We see you, Miller Lite, with your oddly wholesome, rainbow-spattered ads. Where were you before it was in your best financial interest to be accepting of queers?

Where were any of these companies when a single corporation standing up for queer rights would have stood out like a lit “Golden Girls” prayer candle in an endless night of straight missionary sex?

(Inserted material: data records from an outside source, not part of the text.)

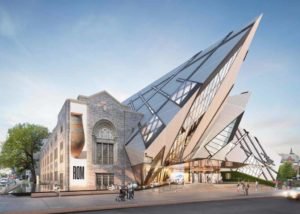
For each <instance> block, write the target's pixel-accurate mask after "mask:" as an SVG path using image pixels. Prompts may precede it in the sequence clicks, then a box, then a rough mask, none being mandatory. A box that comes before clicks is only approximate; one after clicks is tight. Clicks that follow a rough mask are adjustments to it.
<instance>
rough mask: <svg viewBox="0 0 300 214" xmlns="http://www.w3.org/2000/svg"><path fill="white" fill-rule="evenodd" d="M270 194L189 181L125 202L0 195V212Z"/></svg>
mask: <svg viewBox="0 0 300 214" xmlns="http://www.w3.org/2000/svg"><path fill="white" fill-rule="evenodd" d="M273 194H274V189H273V188H269V187H261V188H260V189H259V191H258V192H256V191H255V190H254V187H250V191H249V196H244V195H243V193H241V192H237V189H236V185H235V184H216V185H213V184H189V185H184V186H182V185H172V186H170V187H169V186H165V187H161V188H157V189H151V190H143V191H136V192H135V199H134V200H127V201H125V202H116V201H115V198H116V195H114V194H111V195H84V196H68V197H67V196H66V197H44V198H31V197H13V196H0V212H1V213H31V214H34V213H68V212H82V211H96V210H108V209H116V208H130V207H143V206H151V205H166V204H178V203H190V202H199V201H212V200H228V199H245V198H246V197H247V198H256V197H267V196H272V195H273Z"/></svg>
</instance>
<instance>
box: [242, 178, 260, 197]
mask: <svg viewBox="0 0 300 214" xmlns="http://www.w3.org/2000/svg"><path fill="white" fill-rule="evenodd" d="M249 188H250V185H249V183H248V182H247V183H244V182H243V181H242V182H238V184H237V192H241V191H242V192H243V193H244V195H246V196H247V195H249ZM255 191H256V192H257V191H258V181H255Z"/></svg>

Where was Ms. Burton when many businesses were leading indicators of our progress even as politicians were so often lagging indicators? Where was she when businesses went to bat for us against homophobic or transphobic state legislatures? And what is it with those stereotypes of gay men that so fascinate her?
I hate that white, gay, cis men are the only kind of gays with real activist funding behind them.
And I hate that up is down and that the sun rises in the west.

Thursday, June 8, 2017

Where the LGBT movement can go right, and where it can go wrong

In today's Washington Post, we read,
Since 2001, there has been a clear and, apparently, irreversible, move toward more permissive, or, to use Gallup’s word, “liberal” social norms.

“Libertarian” might be a better term. Gallup documents what can only be called a strong live-and-let-live consensus regarding several practices — birth control, divorce, sex between unmarried adults, gay or lesbian relations, out-of-wedlock child-bearing — that within living memory were either fiercely contested or taboo.

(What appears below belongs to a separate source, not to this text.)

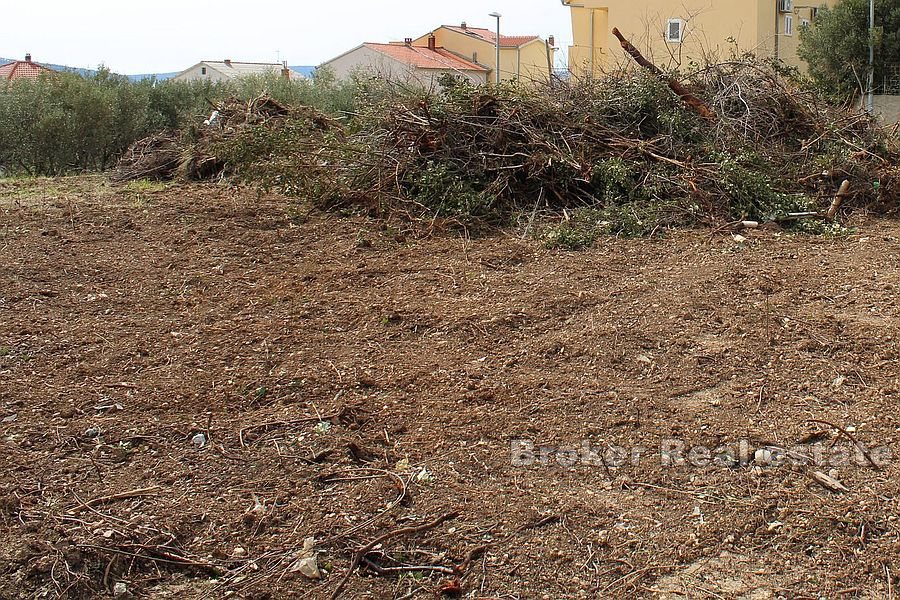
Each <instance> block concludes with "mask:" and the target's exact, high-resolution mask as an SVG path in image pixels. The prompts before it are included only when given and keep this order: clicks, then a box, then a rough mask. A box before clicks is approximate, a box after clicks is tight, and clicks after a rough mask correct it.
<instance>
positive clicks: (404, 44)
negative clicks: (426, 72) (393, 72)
mask: <svg viewBox="0 0 900 600" xmlns="http://www.w3.org/2000/svg"><path fill="white" fill-rule="evenodd" d="M363 45H364V46H365V47H366V48H369V49H370V50H374V51H375V52H380V53H381V54H384V55H385V56H389V57H391V58H393V59H394V60H398V61H400V62H402V63H404V64H407V65H411V66H414V67H416V68H419V69H451V70H454V71H478V72H481V73H486V72H487V71H488V69H486V68H484V67H482V66H481V65H477V64H475V63H473V62H469V61H467V60H465V59H462V58H460V57H458V56H457V55H455V54H453V53H452V52H449V51H448V50H445V49H444V48H435V49H434V50H431V49H430V48H426V47H422V46H407V45H406V44H375V43H367V44H363Z"/></svg>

The key words are "live-and-let-live consensus." Unfortunately, I see many LGBT people refuse to learn the lesson. Despite the evidence that live-and-let-live is a winning strategy, they want to replace homophobes' form of live-but-not-let-live with their own. We have already seen backlashes from stepping on others' First Amendment rights.

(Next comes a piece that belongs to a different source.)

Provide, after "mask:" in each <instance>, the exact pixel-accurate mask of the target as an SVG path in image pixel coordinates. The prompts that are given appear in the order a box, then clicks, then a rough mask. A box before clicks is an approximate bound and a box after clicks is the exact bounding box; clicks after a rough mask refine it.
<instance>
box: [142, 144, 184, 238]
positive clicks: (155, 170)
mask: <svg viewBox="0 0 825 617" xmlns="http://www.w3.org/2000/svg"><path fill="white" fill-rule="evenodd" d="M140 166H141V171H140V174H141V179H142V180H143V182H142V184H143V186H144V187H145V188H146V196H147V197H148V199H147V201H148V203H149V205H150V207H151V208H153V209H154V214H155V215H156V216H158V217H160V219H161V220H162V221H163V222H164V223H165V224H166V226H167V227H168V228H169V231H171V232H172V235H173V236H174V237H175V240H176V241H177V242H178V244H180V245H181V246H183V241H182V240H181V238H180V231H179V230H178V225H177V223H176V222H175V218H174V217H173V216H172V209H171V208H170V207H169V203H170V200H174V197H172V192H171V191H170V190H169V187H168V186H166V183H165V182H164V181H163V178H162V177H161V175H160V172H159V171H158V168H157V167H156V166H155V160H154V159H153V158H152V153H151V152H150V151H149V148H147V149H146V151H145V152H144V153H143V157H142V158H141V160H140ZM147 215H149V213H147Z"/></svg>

See also The perfect argument, if we hadn't forfeited it

Tuesday, May 23, 2017

Libertarian derangement syndrome

One problem that I have encountered in discussing libertarianism is that while some people will hear me out and argue in good faith, my attempts to discuss it provoke libertarian derangement syndrome in others. Such people often respond to any approving or neutral mention of libertarianism with name-calling, appeals to ridicule, straw men, and just about everything else except an attempt to argue in good faith.

For example, once, I had two progressives agreeing with my libertarian views until they learned that those were libertarian views. They then accused me of holding several views that are not libertarian and one that is the exact opposite of what libertarians believe. Their working definition of "libertarianism" seemed to be "anything that I don't like and from which someone may make a profit."

Not only would they have failed an ideological Turing test, but they also wallowed in willful ignorance. When I tried to explain their mistakes to them, one silently walked away, while the other responded with, in succession, a deer-in-the-headlights look, an attempt to change the subject, and an appeal to ridicule.